Behavioral certification is important, but so is caring about the people that you are going to end up working with. At its core, ABA is about helping people. It is about understanding what makes people do the things that they do, and helping them to change behavior that is not helpful to them or the people around them. This means that behavior analysts must have a great deal of compassion for the people they are helping. Their patients may have – indeed, they almost certainly will have – different forms of issues or challenges, whether this is with behavior or communication or something else. The behavior analyst must be ready to help with those challenges, putting the patient first. A compassionate behavior analyst will be ready to meet the patient where they are and not judge them unfairly for the behavior problems they experience.

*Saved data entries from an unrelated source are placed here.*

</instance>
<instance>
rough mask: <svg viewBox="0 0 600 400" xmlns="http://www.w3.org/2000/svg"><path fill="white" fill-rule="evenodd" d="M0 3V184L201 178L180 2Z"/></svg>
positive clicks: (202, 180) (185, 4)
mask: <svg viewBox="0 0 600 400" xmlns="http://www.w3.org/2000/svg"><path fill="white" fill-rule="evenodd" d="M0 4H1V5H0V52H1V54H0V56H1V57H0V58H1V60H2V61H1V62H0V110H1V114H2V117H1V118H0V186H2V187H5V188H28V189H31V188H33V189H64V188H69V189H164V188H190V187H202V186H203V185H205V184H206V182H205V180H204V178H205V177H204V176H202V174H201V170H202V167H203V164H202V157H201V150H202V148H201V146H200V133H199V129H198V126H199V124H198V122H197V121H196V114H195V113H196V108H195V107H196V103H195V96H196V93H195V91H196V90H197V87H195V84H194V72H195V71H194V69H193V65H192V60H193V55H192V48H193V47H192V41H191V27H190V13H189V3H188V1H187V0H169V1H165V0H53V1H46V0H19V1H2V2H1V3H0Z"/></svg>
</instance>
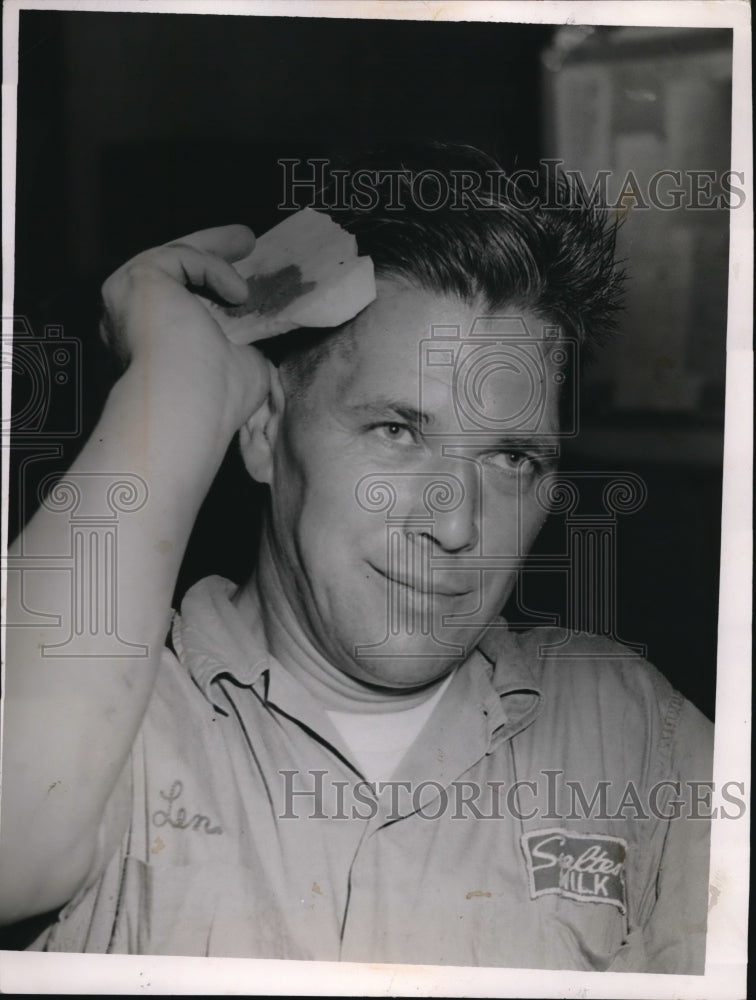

This field involves a great deal of interaction with people. This happens on several levels. One level is the interaction between ABA staff. There is often one or more members of the supervising staff, such as a BCBA or BCBA-D, helped by an RBT and/or a BCaBA. These people must work together as a team. Those who are supervising must be confident and able to make plans and decisions well. Those who are under supervision must accept the decisions of those who are supervising them. Another level on which ABA professionals interact with other people is with their patients. They must be compassionate and patient with these individuals, whose social skills may be very poor to begin with. A third group of people that behavior therapists must interact with is the parents of the children they are working with. Parents may be worried about their children, and the behavior therapist may need to reassure them. In addition, parents play an enormous role in maintaining the new skills their child is learning. In the example described at the beginning of this article, the behavior analyst responded differently than the parents did to an undesirable behavior that the child exhibited. The parents now must respond in this new way as well. The behavior analyst must communicate the importance of this to parents, as well as answering their questions.
In Conclusion: ABA Certification
Working in the applied behavior analysis field is ideal for those who want to make a difference in the lives of individuals and groups suffering from various behavioral issues. Understanding what kind of certifications are necessary for an applied behavior analyst is an essential step to entering this rewarding and challenging field.